Volvía a casa en coche. Todo había empezado así: volviendo de Poughkeepsie por enésima vez, bajo el intenso sol de un viernes por la tarde. Las últimas veces que había hecho de un tirón los cien kilómetros entre Poughkeepsie y Westport, se había cansado tanto que había tenido miedo de dormirse al volante. En cambio esta vez estaba muy despierto.
«Ahora ya tengo lo que necesito —había escrito el asesino—. Gracias».
Lash cogió el teléfono del coche y marcó un número.
—Casa de los Lash —respondió Karl Broden, el hermano de su mujer.
—¿Karl?
—Hola, Chris. ¿Dónde estás?
—De camino.
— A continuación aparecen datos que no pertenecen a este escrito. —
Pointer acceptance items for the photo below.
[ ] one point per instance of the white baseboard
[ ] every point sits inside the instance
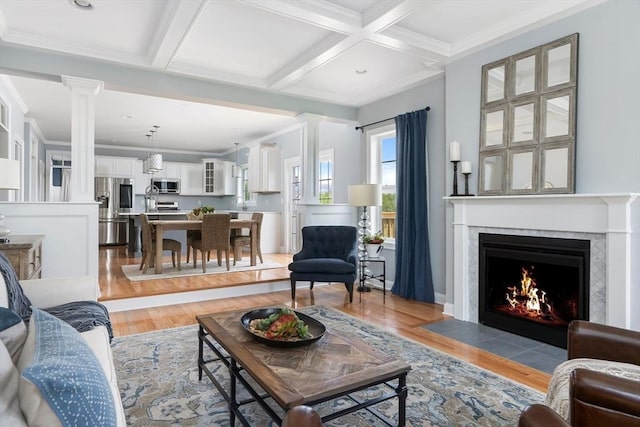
(196, 296)
(448, 309)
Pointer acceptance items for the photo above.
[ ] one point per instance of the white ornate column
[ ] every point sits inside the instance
(83, 93)
(620, 302)
(310, 156)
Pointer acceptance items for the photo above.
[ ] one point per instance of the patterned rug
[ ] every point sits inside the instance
(134, 274)
(158, 379)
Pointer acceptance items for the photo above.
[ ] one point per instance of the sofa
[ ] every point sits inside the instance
(50, 374)
(599, 384)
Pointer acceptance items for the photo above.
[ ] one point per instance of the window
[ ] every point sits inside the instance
(388, 181)
(248, 198)
(56, 171)
(326, 177)
(382, 170)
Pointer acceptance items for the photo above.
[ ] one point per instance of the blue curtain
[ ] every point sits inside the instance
(413, 259)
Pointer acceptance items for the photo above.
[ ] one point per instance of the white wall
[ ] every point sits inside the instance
(607, 141)
(70, 245)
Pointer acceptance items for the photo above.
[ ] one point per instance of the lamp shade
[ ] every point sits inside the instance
(9, 174)
(365, 195)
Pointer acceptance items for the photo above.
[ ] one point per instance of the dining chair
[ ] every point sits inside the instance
(215, 235)
(149, 248)
(241, 240)
(191, 236)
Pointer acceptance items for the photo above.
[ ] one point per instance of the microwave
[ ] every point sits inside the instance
(167, 185)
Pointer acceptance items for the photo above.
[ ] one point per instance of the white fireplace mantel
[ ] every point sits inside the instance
(607, 215)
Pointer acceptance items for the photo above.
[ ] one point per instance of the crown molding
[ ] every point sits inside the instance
(13, 92)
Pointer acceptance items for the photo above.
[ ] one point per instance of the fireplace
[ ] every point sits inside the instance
(533, 286)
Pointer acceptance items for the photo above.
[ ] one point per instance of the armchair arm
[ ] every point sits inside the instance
(596, 341)
(53, 291)
(601, 399)
(301, 416)
(539, 415)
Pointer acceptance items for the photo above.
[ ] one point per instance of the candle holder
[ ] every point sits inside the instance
(466, 184)
(455, 177)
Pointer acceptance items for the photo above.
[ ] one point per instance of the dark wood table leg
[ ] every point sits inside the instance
(200, 352)
(402, 400)
(233, 403)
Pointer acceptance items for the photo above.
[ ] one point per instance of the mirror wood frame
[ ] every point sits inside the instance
(553, 106)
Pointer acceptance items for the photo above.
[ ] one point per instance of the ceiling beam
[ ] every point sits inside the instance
(180, 19)
(378, 18)
(319, 14)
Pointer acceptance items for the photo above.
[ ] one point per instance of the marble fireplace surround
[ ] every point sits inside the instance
(604, 219)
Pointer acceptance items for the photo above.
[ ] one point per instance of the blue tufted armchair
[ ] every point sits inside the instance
(328, 254)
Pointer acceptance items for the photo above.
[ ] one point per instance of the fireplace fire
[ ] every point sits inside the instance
(533, 286)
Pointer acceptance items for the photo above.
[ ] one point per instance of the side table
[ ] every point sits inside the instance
(379, 277)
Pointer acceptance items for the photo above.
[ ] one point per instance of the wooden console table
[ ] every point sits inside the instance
(25, 254)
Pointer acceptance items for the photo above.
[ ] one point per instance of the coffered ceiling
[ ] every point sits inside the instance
(347, 52)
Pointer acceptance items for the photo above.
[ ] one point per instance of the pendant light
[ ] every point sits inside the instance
(236, 170)
(155, 159)
(145, 162)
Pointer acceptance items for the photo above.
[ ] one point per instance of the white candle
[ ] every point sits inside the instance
(454, 151)
(466, 166)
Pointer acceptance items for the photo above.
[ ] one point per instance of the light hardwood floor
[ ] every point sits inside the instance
(401, 316)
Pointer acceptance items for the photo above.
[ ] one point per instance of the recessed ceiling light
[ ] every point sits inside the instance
(82, 4)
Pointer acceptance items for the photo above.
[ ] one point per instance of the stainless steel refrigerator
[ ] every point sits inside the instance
(115, 196)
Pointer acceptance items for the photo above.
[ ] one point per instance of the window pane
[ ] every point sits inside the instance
(388, 181)
(56, 177)
(325, 182)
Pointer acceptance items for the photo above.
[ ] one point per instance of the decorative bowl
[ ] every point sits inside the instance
(316, 329)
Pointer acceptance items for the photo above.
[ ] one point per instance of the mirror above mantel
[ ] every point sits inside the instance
(528, 121)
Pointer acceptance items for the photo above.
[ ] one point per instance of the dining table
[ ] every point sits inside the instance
(162, 225)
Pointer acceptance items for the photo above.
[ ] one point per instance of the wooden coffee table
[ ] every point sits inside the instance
(337, 365)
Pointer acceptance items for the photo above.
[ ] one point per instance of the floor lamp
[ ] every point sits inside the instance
(9, 180)
(363, 196)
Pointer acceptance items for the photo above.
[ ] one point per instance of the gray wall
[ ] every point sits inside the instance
(430, 94)
(607, 142)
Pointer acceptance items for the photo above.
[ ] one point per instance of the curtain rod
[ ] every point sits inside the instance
(361, 128)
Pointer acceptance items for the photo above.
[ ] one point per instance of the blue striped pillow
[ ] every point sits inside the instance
(68, 375)
(13, 333)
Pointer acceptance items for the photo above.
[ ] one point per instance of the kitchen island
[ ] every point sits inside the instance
(134, 238)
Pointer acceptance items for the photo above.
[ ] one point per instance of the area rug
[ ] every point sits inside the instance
(134, 274)
(158, 378)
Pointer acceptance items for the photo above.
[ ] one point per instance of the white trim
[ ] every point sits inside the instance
(197, 296)
(288, 207)
(13, 92)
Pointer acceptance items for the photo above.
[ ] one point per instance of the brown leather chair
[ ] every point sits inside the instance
(596, 398)
(215, 236)
(301, 416)
(149, 248)
(240, 240)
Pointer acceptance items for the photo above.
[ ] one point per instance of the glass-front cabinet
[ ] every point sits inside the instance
(217, 179)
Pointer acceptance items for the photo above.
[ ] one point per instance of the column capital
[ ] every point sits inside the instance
(86, 85)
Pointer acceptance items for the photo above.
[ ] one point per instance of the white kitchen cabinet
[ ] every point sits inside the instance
(217, 179)
(115, 167)
(265, 169)
(140, 180)
(191, 179)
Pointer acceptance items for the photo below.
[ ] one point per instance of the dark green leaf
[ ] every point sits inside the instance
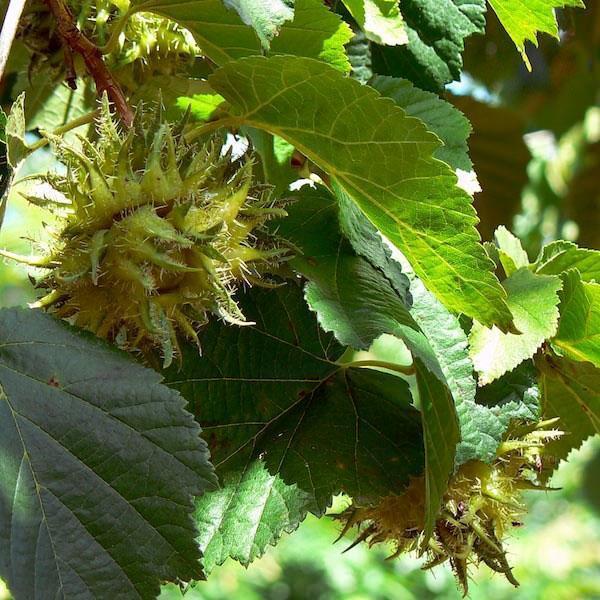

Llegaré más o menos dentro de una hora. ¿Está Shirley?
—No. Ha salido a hacer unos recados.
—Bueno, pues ahora nos vemos.
—Vale. Oye, ¿quieres que encienda la parrilla y que marine las gambas que compramos anoche?
—Buena idea. Y ponme unas cervezas a enfriar en el congelador.
—Eso está hecho.
Lash pensó en su cuñado. Se parecía tan poco a Shirley… Era un hombre campechano, relajado y sin ningún complejo por no ser un intelectual. Sus visitas disminuían considerablemente la tensión de la casa. Esta vez se había presentado de improviso, el día antes, como si hubiera adivinado que su presencia era más necesaria que nunca.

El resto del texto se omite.